Set in Prohibition-era Chicago, the musical is based on a 1926 play of the same name by reporter Maurine Dallas Watkins about actual criminals and crimes she reported on. The story is a satire on corruption in criminal justice and the concept of the “celebrity criminal.” Parts of the story—the supposed pregnancy used to speed up the trial, the sleek lawyer who helped define the media frenzy, and the acquittal of two murderesses—sound like a page out of Hollywood. But they were real life incidents covered by Watkins as a young reporter.
“Watkins had access to the women’s prison and she realized that stories about angry housewives killing their husbands sold newspapers,” said Armstrong. “She is represented by the ‘Mary Sunshine’ character in the play. She made a career out of the ‘merry murderesses.’”
Stapleton’s family-oriented production requires a few minor changes to the script. “There’s not that much adult language and behavior, but we’ve toned it down anyway,” Armstrong said. “People won’t find it objectionable. Adults will still get the double-entendres, but kids won’t ask ‘What does so-and-so mean?’ Parents won’t face awkward questions.
“I love this show. I’ve directed musicals that skip on story in favor of pretty tunes, but I prefer a story with meat. Chicago has it—in a fun, campy way.”

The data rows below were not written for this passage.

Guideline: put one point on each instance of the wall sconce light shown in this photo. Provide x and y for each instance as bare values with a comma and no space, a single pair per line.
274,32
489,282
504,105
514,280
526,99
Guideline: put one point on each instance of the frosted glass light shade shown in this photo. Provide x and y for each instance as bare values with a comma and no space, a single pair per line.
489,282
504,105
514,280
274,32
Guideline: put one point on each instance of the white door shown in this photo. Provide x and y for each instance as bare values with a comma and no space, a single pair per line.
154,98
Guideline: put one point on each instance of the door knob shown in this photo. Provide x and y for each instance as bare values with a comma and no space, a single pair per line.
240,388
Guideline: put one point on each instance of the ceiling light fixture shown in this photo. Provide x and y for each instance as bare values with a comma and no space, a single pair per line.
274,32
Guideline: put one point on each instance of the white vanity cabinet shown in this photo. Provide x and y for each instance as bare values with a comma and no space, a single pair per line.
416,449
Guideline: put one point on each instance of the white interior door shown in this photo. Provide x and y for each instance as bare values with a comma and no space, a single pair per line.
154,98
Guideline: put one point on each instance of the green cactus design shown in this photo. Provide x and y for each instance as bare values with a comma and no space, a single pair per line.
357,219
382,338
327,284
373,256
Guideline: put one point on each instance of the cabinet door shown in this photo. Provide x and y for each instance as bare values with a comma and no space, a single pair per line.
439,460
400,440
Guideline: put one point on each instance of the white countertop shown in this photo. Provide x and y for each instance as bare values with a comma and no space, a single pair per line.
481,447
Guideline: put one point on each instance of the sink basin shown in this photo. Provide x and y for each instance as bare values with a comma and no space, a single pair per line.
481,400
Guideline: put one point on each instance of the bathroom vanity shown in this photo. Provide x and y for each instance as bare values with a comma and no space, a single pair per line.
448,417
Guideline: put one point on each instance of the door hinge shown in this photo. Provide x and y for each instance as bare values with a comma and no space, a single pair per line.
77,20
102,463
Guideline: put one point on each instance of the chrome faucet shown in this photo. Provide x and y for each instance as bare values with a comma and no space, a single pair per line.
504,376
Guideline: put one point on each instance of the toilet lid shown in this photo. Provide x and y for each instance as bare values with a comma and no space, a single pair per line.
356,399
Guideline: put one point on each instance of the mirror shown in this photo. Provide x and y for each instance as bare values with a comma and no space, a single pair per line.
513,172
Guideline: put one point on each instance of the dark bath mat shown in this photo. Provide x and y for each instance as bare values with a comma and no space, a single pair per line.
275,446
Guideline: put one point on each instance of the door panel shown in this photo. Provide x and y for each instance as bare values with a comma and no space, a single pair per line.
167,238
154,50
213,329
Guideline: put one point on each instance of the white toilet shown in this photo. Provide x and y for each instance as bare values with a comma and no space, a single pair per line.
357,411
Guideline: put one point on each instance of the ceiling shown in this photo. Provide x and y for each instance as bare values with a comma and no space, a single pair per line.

Theatre on The Green, a free theatre production, is produced by the Aurora Fox Arts Center. Last year’s performances drew an audience of more than 2,000.
Armstrong has directed several productions at the Aurora Fox and Denver Victorian Playhouse, and has acted and done sound design for many plays as well. He plans to give this production of Chicago the look of the original 1975 Broadway show: “The original production had the look of vaudeville vignettes. The costumes were like burlesque, with pale makeup—like traveling players. In the 1996 revival the ensemble looked like a troupe of dancers—in leotards and tights, like A Chorus Line. I prefer the vaudevillian look; the revival was too slick for me. So it’s still sexy, but not leotards and tights.”
The cast is pared down to fit this production. “The original show had a cast of 20 to 24, but we’re doing it with 14,” said Armstrong. “A few bit roles will go away and the ensemble of chorines [chorus members]—four men and four women—will play at least three roles apiece. Several play six roles. They are the busiest people in the production.”
The sleek lawyer, Billy Flynn, is played by Montclair resident Brian Harper. Harper owns Madcap Theater comedy club in Westminster and manages educational theatre school programs for Kaiser-Permanente. “I’ve done probably 2,000 live improv shows, but no scripted theatre in a long time, so Chicago will be fun,” Harper said. “I’m excited to invite our friends and neighbors.”